How to add a time dimension to this forecasting database without having to duplicate every data point @ each reforecast

data-warehousedatabase-design

I have a database designed to facilitate revenue forecasting. Revenue forecasting consists of tracking Orders which are recognized into Revenue at multiple points in time (each, a revenueDate). There are two tables (keys in italic):

  • Order: id, orderDate
  • Revenue: ForeignKey(Order.id), revenueDate, amount

At any point in time, querying the Revenue table will give me the total revenue for each revenueDate.

I'd like to add a time component so that I can track what the revenue forecast looked like at any given point of time. Something like the following:

  • Order: id, forecastDate, orderDate
  • Revenue: ForeignKey(Order.id), ForeignKey(Order.forecastDate), revenueDate, amount

Doing the table this way would allow me to query (forecastDate, revenueDate) to get my answer. Unfortunately, it would also require me to duplicate all data points for every reforecast, even those that don't change.

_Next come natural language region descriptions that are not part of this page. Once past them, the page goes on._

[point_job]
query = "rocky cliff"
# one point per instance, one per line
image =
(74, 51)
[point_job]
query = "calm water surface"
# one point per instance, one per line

Is there a more efficient way for me to design my tables so that each new forecast only requires appending changes or the changed data points, while still allowing me to view a forecast at any historical point in time?

===Update===

I actually don't expect there to be a definitive answer on this, as it seems like luminaries in the field like Snodgrass and Darwen have fundamental disagreements about how best to model time within a database (see ISO's rejection of temporal elements back in 1996).

Best Answer

Snapshotting vs. Running Sums

Any approach to point-in-time reporting is effectively equivalent to snapshotting or calculating a running sum. Your options are variations on:

  1. Calculate a running sum from the beginning of time, or some periodicaly checkpointed position. This requires you to record changes rather than totals.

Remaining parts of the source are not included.